Rav Twersky goes on to say that total withdrawal is clearly not tenable in either situation. Why not? Let’s focus on his reasoning regarding the tznius and work dilemma.
Chazal caution us: לעולם אל יביא אדם עצמו לידי נסיון. So the answer is that we need to differentiate between types of nisyonos:
Yeish veyeish. On one hand, לעולם אל יביא אדם עצמו לידי נסיון. On the other hand, the Ramchal writes at the beginning of Mesillas Yesharim that all of life (in addition to being a continuous series of bracha and opportunity), is also a continuous series of nisyonos and challenges. When Chazal caution us against nisyonos, against placing ourselves in a position where we must confront and navigate a nisayon, they are referring to a self-imposed nisayon.
That is what happened with Dovid HaMelech, who wanted the Shemoneh Esrei to include Elokei Dovid. Hakadosh Baruch Hu told him: you haven’t earned it. So Dovid HaMelech said: give me a nisayon, give me the chance to earn it. And that was his mistake, inviting a self-imposed nisayon. A self-imposed nisayon is something a person should never seek out.
Rav Twersky then defines the kind of nisayon that should not be avoided:
A person is never supposed to gratuitously impose a nisayon on himself. But nisyonos constitute the very fabric of life, and all of life is a continuum of nisyonos. And what happens when a person, or a society, or a community, tries to avoid a nisayon that isn’t gratuitous, that isn’t self-imposed, but is woven into the very fabric of life? Inevitably, in avoiding that nisayon, one will short-change, or be insensitive to, or oblivious to, the other nisyonos he is supposed to be confronting.
Rav Twersky’s goes on to explain that avoiding this nisayon can run you straight into another set of nisyonos. Poverty is a massive nisayon. Working in a job that requires dishonesty is also extremely difficult, as the temptation of gezel is notorious. We have to be aware of when avoiding one nisayon creates another.
Here is where I want to add two points to Rav Twersky’s penetrating and nuanced analysis.
First: part of what makes this a “normal” nisayon is simply that no one consciously chose it. It emerged because everyone followed the same path. That’s how communal defaults form. No single person decided that the whole community should be working in corporate Manhattan. It became the norm because that’s what everyone around them was doing, and so it became what everyone around them kept doing.

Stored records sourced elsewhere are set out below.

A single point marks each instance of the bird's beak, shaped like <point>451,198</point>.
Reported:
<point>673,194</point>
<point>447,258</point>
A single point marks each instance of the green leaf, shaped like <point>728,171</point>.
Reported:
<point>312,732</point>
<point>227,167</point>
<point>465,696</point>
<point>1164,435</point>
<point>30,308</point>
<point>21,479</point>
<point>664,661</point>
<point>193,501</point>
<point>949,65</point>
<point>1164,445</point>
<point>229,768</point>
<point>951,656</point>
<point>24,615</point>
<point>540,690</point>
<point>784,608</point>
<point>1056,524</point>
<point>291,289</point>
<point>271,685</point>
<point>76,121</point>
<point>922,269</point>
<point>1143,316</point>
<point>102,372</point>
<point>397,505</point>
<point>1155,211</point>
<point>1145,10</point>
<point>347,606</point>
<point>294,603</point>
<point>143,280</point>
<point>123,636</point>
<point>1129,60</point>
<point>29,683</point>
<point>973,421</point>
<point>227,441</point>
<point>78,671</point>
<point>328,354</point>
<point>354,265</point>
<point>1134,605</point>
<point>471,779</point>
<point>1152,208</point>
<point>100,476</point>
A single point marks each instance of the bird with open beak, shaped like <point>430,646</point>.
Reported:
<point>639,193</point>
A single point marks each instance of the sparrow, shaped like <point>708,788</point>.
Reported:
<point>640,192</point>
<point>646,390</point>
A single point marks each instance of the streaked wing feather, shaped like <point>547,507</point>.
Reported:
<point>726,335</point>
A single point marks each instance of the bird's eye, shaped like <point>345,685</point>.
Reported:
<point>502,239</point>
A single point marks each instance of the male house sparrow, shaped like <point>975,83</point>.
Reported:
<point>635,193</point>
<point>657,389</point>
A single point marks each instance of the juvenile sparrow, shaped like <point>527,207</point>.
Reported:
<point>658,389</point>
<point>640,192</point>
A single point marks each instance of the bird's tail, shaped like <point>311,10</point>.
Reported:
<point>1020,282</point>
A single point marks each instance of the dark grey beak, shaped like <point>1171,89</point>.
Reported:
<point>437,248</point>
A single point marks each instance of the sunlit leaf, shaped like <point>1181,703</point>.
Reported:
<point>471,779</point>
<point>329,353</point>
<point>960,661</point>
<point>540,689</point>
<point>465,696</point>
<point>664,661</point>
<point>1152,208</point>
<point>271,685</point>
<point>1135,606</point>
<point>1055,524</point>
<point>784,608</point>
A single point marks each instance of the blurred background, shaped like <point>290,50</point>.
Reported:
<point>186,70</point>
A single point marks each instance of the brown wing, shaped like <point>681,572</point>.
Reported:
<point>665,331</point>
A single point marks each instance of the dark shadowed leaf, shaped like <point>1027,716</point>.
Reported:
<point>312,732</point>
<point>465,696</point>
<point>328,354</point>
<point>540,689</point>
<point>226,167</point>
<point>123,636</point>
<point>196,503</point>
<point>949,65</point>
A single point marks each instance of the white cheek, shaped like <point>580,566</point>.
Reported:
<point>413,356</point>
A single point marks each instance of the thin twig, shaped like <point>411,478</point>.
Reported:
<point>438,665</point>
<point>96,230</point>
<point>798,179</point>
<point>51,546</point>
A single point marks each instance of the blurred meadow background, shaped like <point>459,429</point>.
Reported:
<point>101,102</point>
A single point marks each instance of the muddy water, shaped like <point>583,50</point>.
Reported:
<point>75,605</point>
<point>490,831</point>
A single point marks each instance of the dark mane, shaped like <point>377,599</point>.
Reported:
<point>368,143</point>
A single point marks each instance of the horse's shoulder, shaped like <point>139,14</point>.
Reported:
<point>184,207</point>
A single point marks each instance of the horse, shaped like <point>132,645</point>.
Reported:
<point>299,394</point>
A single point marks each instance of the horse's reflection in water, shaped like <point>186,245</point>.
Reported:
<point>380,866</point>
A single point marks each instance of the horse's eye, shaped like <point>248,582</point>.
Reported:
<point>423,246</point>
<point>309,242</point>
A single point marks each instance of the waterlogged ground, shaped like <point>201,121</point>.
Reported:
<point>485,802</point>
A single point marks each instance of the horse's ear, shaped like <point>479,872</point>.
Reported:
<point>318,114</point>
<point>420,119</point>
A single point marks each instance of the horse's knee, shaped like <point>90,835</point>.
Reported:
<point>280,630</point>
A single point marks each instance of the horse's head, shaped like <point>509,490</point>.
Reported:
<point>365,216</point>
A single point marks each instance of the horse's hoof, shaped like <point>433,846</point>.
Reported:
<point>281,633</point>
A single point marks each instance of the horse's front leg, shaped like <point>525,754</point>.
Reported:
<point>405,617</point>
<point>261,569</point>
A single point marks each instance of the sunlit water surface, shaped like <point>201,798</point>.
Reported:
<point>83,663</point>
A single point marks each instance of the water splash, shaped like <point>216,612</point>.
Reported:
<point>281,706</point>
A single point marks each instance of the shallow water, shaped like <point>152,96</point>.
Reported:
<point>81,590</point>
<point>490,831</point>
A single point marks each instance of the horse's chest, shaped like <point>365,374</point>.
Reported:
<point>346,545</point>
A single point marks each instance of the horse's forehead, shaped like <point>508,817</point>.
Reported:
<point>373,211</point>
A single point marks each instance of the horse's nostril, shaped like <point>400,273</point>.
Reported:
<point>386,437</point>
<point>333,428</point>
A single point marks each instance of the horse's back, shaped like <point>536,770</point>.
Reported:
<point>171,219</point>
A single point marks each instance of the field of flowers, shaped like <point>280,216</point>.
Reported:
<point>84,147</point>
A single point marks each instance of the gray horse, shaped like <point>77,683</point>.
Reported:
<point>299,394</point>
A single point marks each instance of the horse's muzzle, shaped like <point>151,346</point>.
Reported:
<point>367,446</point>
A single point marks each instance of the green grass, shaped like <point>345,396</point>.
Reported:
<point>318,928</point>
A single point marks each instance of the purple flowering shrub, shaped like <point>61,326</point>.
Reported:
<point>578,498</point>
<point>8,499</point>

This is not the only possible way to work in 2026. For example, there are chassidic communities where people work in something closer to blue-collar trades, like HVAC and construction, with far less mixed-gender interaction. The circumstances that make that model possible are certainly different: tighter income expectations, concentrated community employment networks, different social structures. It’s not easily replicable for every Ben Torah.
But the fact that an alternative exists at all should prompt the question: is there another path? Are the nisyonos that come with working in downtown of a major city really inevitable? Is it possible to shift communal norms towards other profesions, and even if so, is it a good idea?
Second: even on an individual level, it’s important to keep an open mind. Sometimes there are opportunities that allow for a significant increase in kedusha without the nisyonos that accompany financial insecurity or professional dishonesty. A boutique family law firm, for example, smaller, less cutthroat, with a more controlled client base and work environment, can look very different from a large corporate firm, while still offering stable, honest parnassah. We live in a tight-knit community, but that doesn’t relieve any individual of the obligation to think independently and find the right path for himself.
Our work is a major part of our lives. We should make thoughtful decisions about where we spend those hours, and choose environments that align as closely as possible with our values.